Ms Fraser went on twice to stand as the Liberal candidate for the state seat of Macquarie Fields and opened a beauty clinic, called Skin Deep, in Narellan.
It was at this clinic that she gave a seriously ill man, who had testicular cancer, an unorthodox cancer therapy called Insulin Potentiation Therapy, or IPT.
The Health Care Complaints Commission – the same body that attracted widespread criticism for its handling of the incidents at Camden and Campbelltown hospitals – prosecuted Ms Fraser for treating three cancer patients with alternative therapies without supervision of a doctor between 2008 and 2010.
This month, the NSW Civil and Administrative Tribunal found Ms Fraser's conduct so serious as to justify suspension or cancellation of her registration as a nurse.
Ms Fraser's brother, who cannot be named for legal reasons, was diagnosed with non-Hodgkin lymphoma stage IV in 2007 and decided to pursue IPT.
Ms Fraser travelled with him to the US and Mexico where he had IPT and, on return, put him in touch with an Australian-based, Indian-born man Chittoor Krishnan.
Mr Krishnan, a former doctor, had been diagnosed with borderline personality disorder and dementia and his application to be reregistered as a medical practitioner was refused by the then NSW Medical Board in 2009.
Ms Fraser told the tribunal she believed Mr Krishnan was a doctor.
However, the tribunal found she "turned a blind eye" and was recklessly indifferent to the status of his registration, despite Mr Krishnan not having an office or doctor's rooms and his bringing in chemotherapy drugs from India rather than via prescription in Australia.

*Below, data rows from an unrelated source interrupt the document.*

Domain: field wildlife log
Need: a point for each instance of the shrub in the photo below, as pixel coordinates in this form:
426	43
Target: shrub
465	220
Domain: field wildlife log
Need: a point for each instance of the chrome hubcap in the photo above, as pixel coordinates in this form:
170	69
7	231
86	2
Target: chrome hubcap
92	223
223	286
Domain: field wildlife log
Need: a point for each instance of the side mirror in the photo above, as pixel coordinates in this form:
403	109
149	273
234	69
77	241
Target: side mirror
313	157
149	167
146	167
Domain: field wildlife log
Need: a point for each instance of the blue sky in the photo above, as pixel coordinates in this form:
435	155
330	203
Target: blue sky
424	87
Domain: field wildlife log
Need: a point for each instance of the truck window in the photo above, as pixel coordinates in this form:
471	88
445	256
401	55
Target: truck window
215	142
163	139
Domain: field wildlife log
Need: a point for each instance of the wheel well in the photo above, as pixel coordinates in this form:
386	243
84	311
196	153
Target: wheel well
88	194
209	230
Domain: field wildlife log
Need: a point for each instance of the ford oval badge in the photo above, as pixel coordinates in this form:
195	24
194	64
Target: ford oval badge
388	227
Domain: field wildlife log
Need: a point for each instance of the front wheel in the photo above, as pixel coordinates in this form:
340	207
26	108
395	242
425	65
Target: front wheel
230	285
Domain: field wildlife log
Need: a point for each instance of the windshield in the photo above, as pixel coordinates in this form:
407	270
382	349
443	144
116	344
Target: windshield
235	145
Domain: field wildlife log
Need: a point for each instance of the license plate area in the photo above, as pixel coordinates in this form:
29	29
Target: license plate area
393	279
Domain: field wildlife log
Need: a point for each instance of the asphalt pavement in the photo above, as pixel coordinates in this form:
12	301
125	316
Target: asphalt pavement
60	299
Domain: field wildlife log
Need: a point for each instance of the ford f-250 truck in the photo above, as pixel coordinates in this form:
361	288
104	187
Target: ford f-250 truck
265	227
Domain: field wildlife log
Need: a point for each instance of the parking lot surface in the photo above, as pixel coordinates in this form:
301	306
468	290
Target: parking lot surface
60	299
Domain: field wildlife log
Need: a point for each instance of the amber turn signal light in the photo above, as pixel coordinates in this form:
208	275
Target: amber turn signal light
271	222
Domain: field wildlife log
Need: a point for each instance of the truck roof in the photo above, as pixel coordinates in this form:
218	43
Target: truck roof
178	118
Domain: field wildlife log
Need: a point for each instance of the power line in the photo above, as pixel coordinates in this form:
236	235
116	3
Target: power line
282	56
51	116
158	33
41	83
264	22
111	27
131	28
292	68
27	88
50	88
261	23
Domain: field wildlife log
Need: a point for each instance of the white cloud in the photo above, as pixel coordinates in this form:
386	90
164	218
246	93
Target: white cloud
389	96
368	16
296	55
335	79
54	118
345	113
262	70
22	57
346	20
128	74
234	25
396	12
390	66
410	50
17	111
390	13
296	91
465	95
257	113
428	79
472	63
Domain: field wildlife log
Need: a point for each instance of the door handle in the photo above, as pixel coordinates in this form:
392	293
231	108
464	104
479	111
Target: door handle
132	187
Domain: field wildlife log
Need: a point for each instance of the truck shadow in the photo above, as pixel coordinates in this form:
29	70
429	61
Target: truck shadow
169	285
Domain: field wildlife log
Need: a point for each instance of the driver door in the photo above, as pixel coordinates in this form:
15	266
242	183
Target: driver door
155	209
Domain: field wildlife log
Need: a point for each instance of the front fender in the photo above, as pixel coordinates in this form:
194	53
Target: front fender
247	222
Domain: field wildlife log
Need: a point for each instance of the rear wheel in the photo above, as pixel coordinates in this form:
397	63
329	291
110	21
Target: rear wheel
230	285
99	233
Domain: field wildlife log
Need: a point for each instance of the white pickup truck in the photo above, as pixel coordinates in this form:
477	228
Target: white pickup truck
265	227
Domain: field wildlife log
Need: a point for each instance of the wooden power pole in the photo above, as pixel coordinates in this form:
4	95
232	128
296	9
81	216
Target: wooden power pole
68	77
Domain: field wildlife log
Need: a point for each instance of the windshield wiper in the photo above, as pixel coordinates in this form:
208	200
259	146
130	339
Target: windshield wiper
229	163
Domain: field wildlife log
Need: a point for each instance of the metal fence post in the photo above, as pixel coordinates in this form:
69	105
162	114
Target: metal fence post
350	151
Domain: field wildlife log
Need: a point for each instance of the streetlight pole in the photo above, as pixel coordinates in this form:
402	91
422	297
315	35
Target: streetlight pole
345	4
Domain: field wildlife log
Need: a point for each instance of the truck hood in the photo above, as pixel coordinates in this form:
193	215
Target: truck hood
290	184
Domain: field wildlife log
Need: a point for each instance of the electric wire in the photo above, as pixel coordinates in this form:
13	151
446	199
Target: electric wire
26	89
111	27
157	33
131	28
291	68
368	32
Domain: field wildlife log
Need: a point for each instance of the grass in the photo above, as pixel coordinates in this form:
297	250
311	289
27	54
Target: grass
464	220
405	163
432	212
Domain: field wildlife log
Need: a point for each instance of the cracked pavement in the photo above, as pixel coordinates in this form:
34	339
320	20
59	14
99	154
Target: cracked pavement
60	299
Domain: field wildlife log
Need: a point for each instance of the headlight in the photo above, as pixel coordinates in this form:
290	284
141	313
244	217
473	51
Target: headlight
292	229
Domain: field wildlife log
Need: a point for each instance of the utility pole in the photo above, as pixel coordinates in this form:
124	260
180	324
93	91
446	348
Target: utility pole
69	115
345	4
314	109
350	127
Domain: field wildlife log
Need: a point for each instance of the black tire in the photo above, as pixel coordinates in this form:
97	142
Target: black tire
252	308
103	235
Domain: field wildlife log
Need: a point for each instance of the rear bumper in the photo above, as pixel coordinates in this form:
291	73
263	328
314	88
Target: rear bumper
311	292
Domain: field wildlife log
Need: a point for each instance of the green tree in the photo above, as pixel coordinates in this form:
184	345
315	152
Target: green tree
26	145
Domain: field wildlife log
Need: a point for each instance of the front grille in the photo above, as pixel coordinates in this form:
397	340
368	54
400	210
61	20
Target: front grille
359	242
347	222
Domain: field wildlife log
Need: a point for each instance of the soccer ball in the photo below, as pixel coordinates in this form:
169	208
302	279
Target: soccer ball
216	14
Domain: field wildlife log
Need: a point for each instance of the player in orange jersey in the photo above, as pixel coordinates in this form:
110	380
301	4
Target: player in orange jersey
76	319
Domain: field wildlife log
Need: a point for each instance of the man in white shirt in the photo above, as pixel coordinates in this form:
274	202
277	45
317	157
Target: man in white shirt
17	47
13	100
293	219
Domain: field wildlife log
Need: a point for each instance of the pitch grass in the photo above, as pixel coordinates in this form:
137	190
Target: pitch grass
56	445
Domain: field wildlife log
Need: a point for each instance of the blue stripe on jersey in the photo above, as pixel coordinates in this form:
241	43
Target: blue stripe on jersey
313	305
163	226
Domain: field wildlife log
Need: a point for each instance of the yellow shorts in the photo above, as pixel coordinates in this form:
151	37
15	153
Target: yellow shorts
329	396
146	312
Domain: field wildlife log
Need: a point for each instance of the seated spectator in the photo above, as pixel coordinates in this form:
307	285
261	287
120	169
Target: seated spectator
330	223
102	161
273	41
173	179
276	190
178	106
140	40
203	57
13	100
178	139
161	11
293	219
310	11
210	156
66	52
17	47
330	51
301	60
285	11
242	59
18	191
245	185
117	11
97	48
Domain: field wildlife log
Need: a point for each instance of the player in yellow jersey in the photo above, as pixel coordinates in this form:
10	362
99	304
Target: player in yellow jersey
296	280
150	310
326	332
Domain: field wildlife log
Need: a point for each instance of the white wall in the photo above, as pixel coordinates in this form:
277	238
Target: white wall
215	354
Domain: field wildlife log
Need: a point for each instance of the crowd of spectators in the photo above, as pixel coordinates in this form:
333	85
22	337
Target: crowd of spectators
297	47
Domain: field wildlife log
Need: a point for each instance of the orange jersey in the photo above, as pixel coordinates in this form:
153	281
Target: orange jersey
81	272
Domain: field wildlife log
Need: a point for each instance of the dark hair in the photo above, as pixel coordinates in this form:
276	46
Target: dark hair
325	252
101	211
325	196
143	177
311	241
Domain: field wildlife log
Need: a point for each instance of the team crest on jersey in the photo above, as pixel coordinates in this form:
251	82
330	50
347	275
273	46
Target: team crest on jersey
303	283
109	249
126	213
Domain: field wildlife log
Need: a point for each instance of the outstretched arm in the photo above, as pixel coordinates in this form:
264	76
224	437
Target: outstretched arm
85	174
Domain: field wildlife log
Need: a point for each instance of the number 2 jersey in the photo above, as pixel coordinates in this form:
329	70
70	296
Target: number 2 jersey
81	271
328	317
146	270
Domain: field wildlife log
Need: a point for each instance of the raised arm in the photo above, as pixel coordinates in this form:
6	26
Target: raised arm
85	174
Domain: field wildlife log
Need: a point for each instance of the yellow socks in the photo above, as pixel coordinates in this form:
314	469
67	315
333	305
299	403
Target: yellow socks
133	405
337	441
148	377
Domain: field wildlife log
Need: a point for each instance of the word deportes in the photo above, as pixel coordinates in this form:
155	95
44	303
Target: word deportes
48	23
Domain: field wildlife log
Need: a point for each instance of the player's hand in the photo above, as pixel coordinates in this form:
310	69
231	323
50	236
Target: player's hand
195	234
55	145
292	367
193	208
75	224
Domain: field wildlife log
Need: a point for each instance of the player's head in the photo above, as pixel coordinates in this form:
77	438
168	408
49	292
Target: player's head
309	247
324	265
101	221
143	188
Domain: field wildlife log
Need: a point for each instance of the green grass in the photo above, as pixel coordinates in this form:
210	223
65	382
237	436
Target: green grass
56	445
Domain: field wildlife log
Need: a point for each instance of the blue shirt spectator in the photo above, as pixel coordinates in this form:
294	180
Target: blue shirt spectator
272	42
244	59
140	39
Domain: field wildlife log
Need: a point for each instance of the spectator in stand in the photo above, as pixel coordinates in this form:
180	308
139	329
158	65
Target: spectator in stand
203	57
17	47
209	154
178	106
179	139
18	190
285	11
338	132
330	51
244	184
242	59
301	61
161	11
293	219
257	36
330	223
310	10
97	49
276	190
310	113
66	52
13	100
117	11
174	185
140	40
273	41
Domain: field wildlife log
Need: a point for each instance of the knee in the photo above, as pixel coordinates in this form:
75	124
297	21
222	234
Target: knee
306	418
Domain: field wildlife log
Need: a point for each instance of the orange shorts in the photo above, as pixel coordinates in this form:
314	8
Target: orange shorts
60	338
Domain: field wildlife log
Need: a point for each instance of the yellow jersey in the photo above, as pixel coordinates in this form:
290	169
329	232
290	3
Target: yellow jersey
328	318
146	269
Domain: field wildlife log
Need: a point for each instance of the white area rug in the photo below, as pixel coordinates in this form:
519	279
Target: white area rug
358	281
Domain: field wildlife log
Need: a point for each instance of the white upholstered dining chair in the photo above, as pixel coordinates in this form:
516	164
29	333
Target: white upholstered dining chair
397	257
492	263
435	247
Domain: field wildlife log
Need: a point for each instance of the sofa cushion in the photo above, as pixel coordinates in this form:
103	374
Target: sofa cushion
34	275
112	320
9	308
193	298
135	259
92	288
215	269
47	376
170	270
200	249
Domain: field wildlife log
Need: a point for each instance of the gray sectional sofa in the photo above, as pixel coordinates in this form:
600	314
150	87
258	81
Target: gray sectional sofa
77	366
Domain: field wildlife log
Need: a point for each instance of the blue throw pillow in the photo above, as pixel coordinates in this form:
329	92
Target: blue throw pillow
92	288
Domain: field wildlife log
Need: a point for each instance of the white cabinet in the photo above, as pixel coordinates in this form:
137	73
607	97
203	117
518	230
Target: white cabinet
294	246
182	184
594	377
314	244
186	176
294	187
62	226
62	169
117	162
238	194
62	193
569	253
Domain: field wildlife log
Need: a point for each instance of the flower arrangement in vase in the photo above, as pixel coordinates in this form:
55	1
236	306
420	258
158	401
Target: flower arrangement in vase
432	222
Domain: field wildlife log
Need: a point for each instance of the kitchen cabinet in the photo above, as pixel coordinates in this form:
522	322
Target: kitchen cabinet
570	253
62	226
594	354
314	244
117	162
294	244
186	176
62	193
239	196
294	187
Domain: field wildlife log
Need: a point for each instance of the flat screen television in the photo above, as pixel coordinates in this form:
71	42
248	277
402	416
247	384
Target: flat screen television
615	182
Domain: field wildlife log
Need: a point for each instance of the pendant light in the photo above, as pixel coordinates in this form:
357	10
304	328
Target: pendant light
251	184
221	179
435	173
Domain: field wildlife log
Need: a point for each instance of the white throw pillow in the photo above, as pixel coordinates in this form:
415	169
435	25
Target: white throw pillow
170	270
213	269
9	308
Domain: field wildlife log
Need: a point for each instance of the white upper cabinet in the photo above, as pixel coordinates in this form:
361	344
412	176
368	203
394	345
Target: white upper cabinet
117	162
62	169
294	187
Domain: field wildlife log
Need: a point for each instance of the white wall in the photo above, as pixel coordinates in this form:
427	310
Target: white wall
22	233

Ms Fraser admitted to obtaining prescriptions for high doses of various vitamins including vitamin C and the chemotherapy drug bleomycin in her own name from a GP, Dr Lyn Tendek, and injecting them into her brother on several occasions.
A highly qualified oncologist, Professor Martin Tattersall, examined Ms Fraser's brother twice, 18 months apart. He told the tribunal the man's cancer was treatable when first seen by him. But Ms Fraser “facilitated her brother's pursuit of non-orthodox, unscientifically proven and potentially dangerous alternative therapies” and she “exposed him to considerable risk of harm in administering bleomycin without proper supervision", he said.
The tribunal found there was not enough evidence to prove she gave IPT to her brother, who died in December 2012.
IPT involves the use of insulin, usually given intravenously, together with about one-tenth of the usual dose of chemotherapy drugs. The insulin supposedly potentiates or magnifies the drugs so lower doses can be used, leading to fewer side effects.
But Dr K.Y. Mark Wong, a staff specialist at the Sydney West Cancer Network, told the tribunal it was inherently dangerous as low doses of chemotherapy might encourage the development of drug resistance in cancer cells and insulin might promote tumour growth.
Vitamin therapy is also not an accepted form of cancer treatment and high doses of vitamin C may cause kidney failure and interact with certain chemotherapy treatments, Dr Wong said.